They Claim to Own Him, Body & Soul
Popular entertainment looms large in the nineteenth-century picture of contractual allocations of employees’ creative output. It was one of the few areas where creative people worked as employees (rather than for themselves) and where the results were sufficiently valuable commercially to make it sensible to litigate over ownership. This was an area in which courts most explicitly and self-consciously considered the line between the inalienable traits of human personality and the commodified knowledge and talent that could be sold through a contract of employment.

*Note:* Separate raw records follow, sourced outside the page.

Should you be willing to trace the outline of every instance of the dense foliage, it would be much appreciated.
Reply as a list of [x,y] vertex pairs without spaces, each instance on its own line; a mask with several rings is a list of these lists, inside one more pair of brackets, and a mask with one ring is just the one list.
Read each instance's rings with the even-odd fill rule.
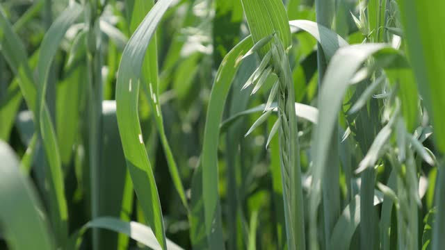
[[1,1],[0,249],[442,249],[444,9]]

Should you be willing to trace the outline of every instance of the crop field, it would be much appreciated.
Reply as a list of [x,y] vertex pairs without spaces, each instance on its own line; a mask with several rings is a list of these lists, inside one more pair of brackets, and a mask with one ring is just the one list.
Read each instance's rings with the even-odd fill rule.
[[0,250],[445,249],[444,10],[0,0]]

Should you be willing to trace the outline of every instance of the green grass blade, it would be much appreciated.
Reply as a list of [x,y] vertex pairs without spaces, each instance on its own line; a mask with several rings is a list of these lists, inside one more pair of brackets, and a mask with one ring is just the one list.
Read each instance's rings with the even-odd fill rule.
[[250,37],[238,44],[224,58],[210,94],[202,153],[202,191],[206,233],[209,247],[224,249],[218,192],[218,142],[220,123],[232,81],[243,56],[253,46]]
[[[287,15],[281,1],[242,0],[241,3],[255,44],[276,32],[285,49],[292,45]],[[262,56],[270,50],[270,44],[260,50]]]
[[309,33],[316,39],[321,45],[327,60],[330,60],[339,48],[348,45],[348,42],[339,35],[315,22],[292,20],[289,21],[289,24]]
[[[235,122],[244,116],[256,112],[264,112],[264,109],[266,108],[266,104],[261,104],[256,107],[251,108],[244,111],[241,111],[236,114],[232,115],[231,117],[221,122],[221,124],[220,125],[220,133],[225,132]],[[276,112],[277,103],[272,103],[268,109],[271,109],[272,111]],[[318,110],[316,108],[314,108],[306,104],[296,103],[295,109],[296,114],[297,115],[298,117],[302,118],[314,124],[317,123]]]
[[148,42],[172,0],[157,2],[127,43],[118,72],[118,124],[124,153],[145,219],[153,228],[160,245],[166,248],[159,197],[143,140],[138,101],[141,68]]
[[35,113],[40,115],[35,117],[35,124],[36,128],[40,128],[40,119],[43,112],[51,62],[56,56],[56,53],[57,53],[57,49],[65,36],[65,33],[82,14],[83,10],[83,8],[77,3],[69,6],[56,19],[43,38],[43,41],[42,41],[39,61],[37,65],[38,85],[38,100]]
[[[87,223],[81,230],[72,237],[72,242],[76,242],[77,239],[88,228],[108,229],[116,233],[128,235],[131,239],[138,241],[154,250],[163,249],[154,236],[153,231],[149,227],[135,222],[123,222],[120,219],[103,217]],[[167,240],[166,249],[168,250],[182,250],[179,246],[170,240]]]
[[[313,133],[314,172],[309,203],[309,224],[316,225],[318,206],[321,199],[321,181],[327,167],[329,146],[332,138],[337,114],[354,74],[369,56],[378,52],[398,55],[396,50],[383,44],[359,44],[343,47],[332,57],[326,71],[318,97],[318,123]],[[339,70],[342,69],[342,70]],[[316,244],[317,232],[312,226],[310,240]]]
[[[19,38],[5,17],[4,11],[0,6],[0,40],[2,53],[9,63],[13,72],[19,76],[20,89],[28,107],[36,110],[37,90],[33,83],[33,74],[26,54],[26,50]],[[43,145],[47,153],[49,173],[51,221],[56,232],[57,243],[63,244],[67,237],[67,209],[65,198],[63,174],[58,147],[54,129],[46,105],[43,106],[41,117],[41,128]],[[36,117],[38,114],[34,114]]]
[[[124,220],[128,215],[122,212],[129,202],[133,201],[133,186],[127,178],[125,157],[119,137],[114,101],[102,102],[104,136],[101,165],[99,169],[98,216],[109,216]],[[111,143],[113,142],[112,143]],[[129,187],[127,185],[129,185]],[[128,206],[128,205],[127,205]],[[124,211],[128,213],[129,210]],[[129,218],[128,218],[129,219]],[[118,235],[110,231],[99,231],[99,248],[113,249],[118,247]],[[127,247],[119,245],[119,247]]]
[[3,141],[0,141],[0,222],[9,247],[54,249],[35,193],[19,172],[17,156]]
[[4,97],[0,97],[0,139],[9,140],[14,120],[23,101],[20,86],[17,80],[14,80],[8,87]]
[[[153,5],[153,1],[151,2],[150,3],[150,1],[147,2],[142,0],[136,0],[135,1],[133,18],[131,19],[132,24],[133,22],[140,23],[140,21],[142,21],[145,13],[147,13]],[[186,199],[184,186],[181,181],[181,177],[179,176],[178,167],[173,158],[173,153],[172,153],[167,140],[167,135],[165,135],[162,117],[162,109],[161,103],[159,103],[159,81],[158,78],[158,55],[156,35],[153,37],[152,40],[148,46],[148,49],[144,58],[142,72],[145,80],[143,89],[145,91],[147,96],[149,97],[149,99],[153,110],[152,114],[154,117],[156,126],[159,133],[161,143],[165,153],[165,158],[167,160],[168,169],[173,180],[173,184],[179,194],[182,204],[188,209],[188,205],[187,204],[187,200]]]
[[249,226],[249,244],[248,245],[248,250],[257,249],[257,224],[258,224],[258,211],[254,211],[250,215],[250,223]]
[[[408,54],[412,64],[419,90],[432,121],[435,141],[438,149],[445,152],[445,74],[442,62],[445,60],[444,39],[445,28],[442,25],[445,2],[440,0],[399,1],[407,44]],[[442,173],[442,174],[441,174]],[[433,249],[445,245],[445,174],[439,171],[437,183],[438,205],[434,226]]]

Litigation over control of the talent of singers, actors, writers, and others in popular entertainment from 1860 to 1895 reflected an evolving understanding of the nature of creativity and the role of employment contracts in creating property rights in employee innovation. Creativity and its products became commodities. The scope of intellectual property expanded, especially in the area of copyrights, trade secrets, and trademarks. Markets to sell intellectual property expanded in the growing consumer culture. These developments, combined with the transformation of working conditions and the rise of bureaucratic employment practices associated with factories and the emerging science of management, prompted firms to contract for ownership of employee innovations to an unprecedented degree. As such, courts were now persuaded to enforce such contracts or, if necessary, to imply contractual terms that had not been made. Judges enforcing the contracts had to define free labor to include ever-greater restrictions on employees’ use of their talent. Enforcement of onerous sharecropping contracts was reconciled with free-labor ideology and came to define what freedom meant for southern black agricultural workers, and injunctions against strikes by factory and railroad workers came to define what freedom meant for industrial workers.